1

I want to import a public dataset from Kaggle (https://www.kaggle.com/unsdsn/world-happiness?select=2017.csv) into a local jupyter notebook. I don't want to use any credencials in the process.

I saw diverse solutions including: pd.read_html, pd.read_csv, pd.read_table (pd = pandas). I also found the solutions that imply a login.

The first set of solutions are the ones I am interested in, though I see that they work on other websites because there is a link to the raw data. I have been clincking everywhere in the kaggle interface but find no direct url to raw data.
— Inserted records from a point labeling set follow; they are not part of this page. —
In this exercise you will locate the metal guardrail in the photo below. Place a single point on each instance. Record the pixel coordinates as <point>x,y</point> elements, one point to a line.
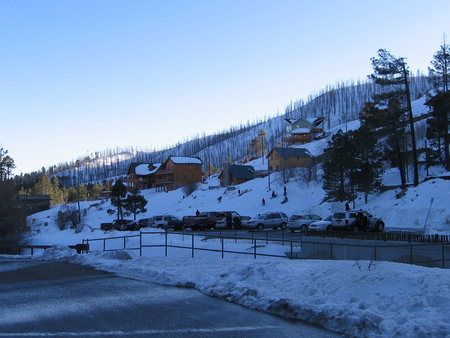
<point>192,246</point>
<point>381,236</point>
<point>18,249</point>
<point>426,254</point>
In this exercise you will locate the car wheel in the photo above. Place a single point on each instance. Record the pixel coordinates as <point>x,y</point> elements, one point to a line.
<point>380,227</point>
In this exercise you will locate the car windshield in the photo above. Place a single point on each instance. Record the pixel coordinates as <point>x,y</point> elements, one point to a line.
<point>339,215</point>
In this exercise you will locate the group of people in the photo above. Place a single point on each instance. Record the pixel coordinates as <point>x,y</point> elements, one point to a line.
<point>274,195</point>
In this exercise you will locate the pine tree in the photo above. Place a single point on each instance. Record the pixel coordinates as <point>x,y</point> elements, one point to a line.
<point>337,169</point>
<point>135,203</point>
<point>439,104</point>
<point>392,71</point>
<point>118,194</point>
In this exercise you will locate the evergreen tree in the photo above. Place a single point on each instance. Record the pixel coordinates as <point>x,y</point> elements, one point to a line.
<point>337,169</point>
<point>13,225</point>
<point>118,194</point>
<point>392,71</point>
<point>368,160</point>
<point>135,203</point>
<point>439,104</point>
<point>6,165</point>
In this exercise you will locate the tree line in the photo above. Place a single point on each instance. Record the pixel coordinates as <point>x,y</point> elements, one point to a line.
<point>354,160</point>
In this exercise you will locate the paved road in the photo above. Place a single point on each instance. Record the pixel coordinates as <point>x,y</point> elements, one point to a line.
<point>39,298</point>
Bottom line: Is it possible to use say pd.read_csv to directly get data from the website into your local notebook? If so, how?

Sapiens
  • 1,751
  • 2
  • 17
  • 19
  • Show us what you tried and explain how it failed to meet your needs. – Paul H Sep 16 '21 at 23:22
  • It is usually possible to use `import pandas as pd; df = pd.read_csv(url)` directly. – Felipe Whitaker Sep 17 '21 at 00:02
  • With that you get a table with the html headers from the page. The data is not even among in output. That works if you have the raw data page, which I can't find for kaggle datasets... I saw that command being used and working with a github url pointing directly at a dataset. – Sapiens Sep 22 '21 at 19:21
  • Does this answer your question? [Import Kaggle csv from download url to pandas DataFrame](https://stackoverflow.com/questions/43516982/import-kaggle-csv-from-download-url-to-pandas-dataframe) – Aidan Feldman Feb 27 '23 at 21:19

1 Answers1

0
import kaggle.cli
import sys
import pandas as pd
from pathlib import Path
from zipfile import ZipFile

# download data set
# https://www.kaggle.com/unsdsn/world-happiness?select=2017.csv
dataset = "unsdsn/world-happiness"
sys.argv = [sys.argv[0]] + f"datasets download {dataset}".split(" ")
kaggle.cli.main()

zfile = ZipFile(f"{dataset.split('/')[1]}.zip")

dfs = {f.filename:pd.read_csv(zfile.open(f)) for f in zfile.infolist() }

dfs["2017.csv"]
Rob Raymond
  • 29,118
  • 3
  • 14
  • 30